Once the button had been pressed ‘beyond  protocol’, the absence of jpeg became even more apparent. Imag(in)ing stopped. Once the transparencies returned from the lab, they were my scopic experience to have or to share by inviting someone to the light-table or passing them the stereo viewer. The archive remained stationary and fixed, a unique set of material objects, actants within a limited scopic network. It must be noted of course that these Kodachrome slides remain enfolded in countless other global networks – Kodak’s business strategies, art and journalism and now academia, but at the immediate scale of their location as 2012 imag(in)ings, they were outside the distributed scopic web of images and imag(in)ings. They were (socially) unvisible.

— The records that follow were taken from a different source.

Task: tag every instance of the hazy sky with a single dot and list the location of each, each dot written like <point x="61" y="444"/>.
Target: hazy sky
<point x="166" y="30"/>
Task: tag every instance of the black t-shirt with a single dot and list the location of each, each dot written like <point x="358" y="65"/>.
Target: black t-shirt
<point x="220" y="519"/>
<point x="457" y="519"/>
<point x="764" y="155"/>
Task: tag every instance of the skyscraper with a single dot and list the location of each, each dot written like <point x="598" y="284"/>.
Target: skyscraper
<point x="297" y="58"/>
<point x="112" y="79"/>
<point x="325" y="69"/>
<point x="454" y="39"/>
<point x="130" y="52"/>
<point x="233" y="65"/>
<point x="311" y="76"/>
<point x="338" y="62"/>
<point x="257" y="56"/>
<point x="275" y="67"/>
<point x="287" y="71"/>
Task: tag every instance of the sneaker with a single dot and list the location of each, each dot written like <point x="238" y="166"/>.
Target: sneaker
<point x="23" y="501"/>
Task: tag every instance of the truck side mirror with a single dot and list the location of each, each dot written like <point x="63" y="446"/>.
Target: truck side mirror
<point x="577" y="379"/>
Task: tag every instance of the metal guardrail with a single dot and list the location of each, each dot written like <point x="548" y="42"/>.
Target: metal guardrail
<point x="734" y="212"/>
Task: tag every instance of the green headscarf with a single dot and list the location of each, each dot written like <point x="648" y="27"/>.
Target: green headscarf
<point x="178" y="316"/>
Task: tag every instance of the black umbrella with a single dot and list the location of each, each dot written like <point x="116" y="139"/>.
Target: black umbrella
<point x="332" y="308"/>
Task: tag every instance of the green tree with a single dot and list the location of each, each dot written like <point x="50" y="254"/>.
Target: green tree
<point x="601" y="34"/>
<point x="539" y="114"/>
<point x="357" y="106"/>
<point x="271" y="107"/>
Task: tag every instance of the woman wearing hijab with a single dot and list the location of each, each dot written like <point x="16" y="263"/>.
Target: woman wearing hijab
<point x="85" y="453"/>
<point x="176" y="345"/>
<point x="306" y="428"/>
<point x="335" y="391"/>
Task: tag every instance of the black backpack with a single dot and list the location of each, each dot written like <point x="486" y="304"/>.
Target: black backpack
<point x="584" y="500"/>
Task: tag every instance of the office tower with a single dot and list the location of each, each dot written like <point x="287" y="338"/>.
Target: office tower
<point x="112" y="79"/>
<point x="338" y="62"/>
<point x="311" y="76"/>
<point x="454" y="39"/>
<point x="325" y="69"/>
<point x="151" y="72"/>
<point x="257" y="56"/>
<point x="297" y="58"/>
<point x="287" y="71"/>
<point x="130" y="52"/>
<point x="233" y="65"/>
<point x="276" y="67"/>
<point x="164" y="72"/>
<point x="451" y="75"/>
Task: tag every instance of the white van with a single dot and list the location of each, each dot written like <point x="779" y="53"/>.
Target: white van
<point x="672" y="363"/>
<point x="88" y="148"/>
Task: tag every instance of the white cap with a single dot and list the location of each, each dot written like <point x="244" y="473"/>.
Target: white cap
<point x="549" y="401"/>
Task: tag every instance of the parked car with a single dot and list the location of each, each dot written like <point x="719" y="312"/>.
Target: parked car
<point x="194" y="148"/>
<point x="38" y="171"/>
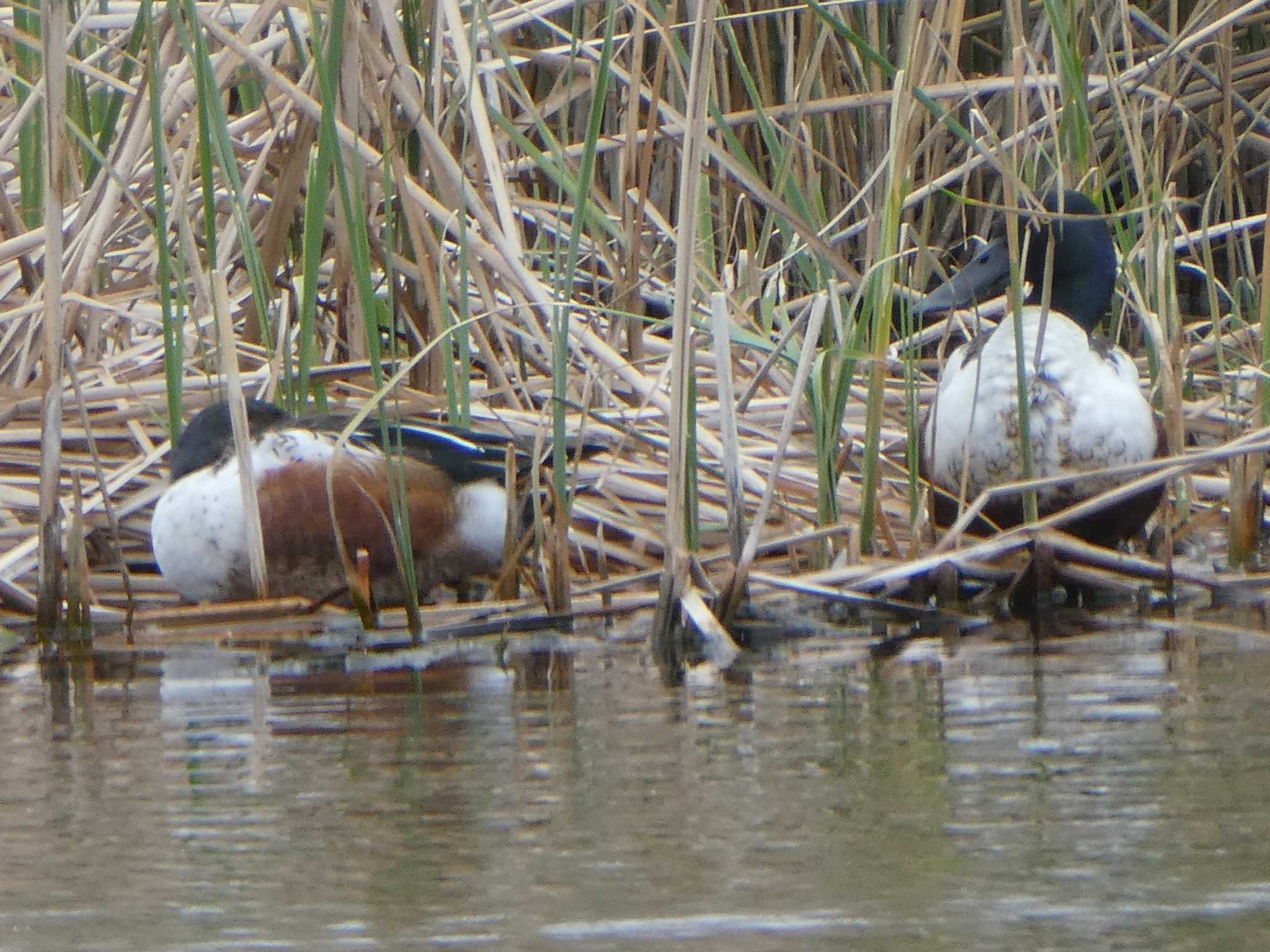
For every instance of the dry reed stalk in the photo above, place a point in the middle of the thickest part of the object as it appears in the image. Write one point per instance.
(52, 20)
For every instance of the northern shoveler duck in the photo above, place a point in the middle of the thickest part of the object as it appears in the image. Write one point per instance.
(1086, 408)
(456, 499)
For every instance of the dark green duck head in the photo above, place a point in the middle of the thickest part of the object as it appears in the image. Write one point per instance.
(1083, 276)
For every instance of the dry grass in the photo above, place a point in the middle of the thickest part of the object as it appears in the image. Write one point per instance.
(481, 187)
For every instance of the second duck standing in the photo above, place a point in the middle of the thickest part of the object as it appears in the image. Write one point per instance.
(1086, 408)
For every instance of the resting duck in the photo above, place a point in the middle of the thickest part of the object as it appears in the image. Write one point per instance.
(1088, 410)
(456, 500)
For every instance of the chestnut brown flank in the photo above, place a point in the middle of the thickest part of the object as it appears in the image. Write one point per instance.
(295, 516)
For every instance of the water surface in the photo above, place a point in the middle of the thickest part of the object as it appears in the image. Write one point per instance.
(1106, 791)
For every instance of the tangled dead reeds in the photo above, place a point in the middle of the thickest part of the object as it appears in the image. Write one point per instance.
(482, 213)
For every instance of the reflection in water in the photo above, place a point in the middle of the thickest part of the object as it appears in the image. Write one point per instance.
(1103, 791)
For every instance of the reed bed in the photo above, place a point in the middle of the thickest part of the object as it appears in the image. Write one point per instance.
(541, 219)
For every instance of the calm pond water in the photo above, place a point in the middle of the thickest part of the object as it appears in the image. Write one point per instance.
(1109, 792)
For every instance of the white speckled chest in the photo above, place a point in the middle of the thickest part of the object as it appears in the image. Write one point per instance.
(1086, 412)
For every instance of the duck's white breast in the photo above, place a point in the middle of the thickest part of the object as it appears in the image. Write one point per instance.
(1086, 409)
(198, 531)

This experiment was about more than the difference between analog and digital[ref]As I will discuss in relation to the digital imag(in)ing apparatus, it is possible to explore the unvisibility of if imag(in)ings in a digital space through the use of non-jpeg protocols.[/ref], it was about unvisiblity as a way of imag(in)ing, opening up the search for an imag(in)ing aesthetic appropriate to a network scopic regime. Where my practice-research approach to this question added value over a purely theoretical exploration was that it was only as fragments of practice and theory collided that the central issue of ‘unvisibility’ emerged. That unvisibility that being beyond jpeg entailed, emerged from a practice of imag(in)ing with cameras meeting a practice of theorising objects as actant processes.

I could have looked to explore the unvisibility of the Kodachrome slide, the beyond protocol image and imaging practice, purely via theory. My theoretical framework would have enabled me to build an account of the Kodachrome object as a process-actant, enfolded and unfolded within the scopic regime. So far so useful. What it could not have done is address how the practice of imag(in)ing with those objects is similarly enfolded and unfolded. The slide cannot be separated from the practice of its creation and consumption, the theoretical and discursive enfoldings within which I work. These are processes too and as actants in the network they must be accounted for. Only an approach that clashes practice and theory is willing and able to work with and through that flat ontology.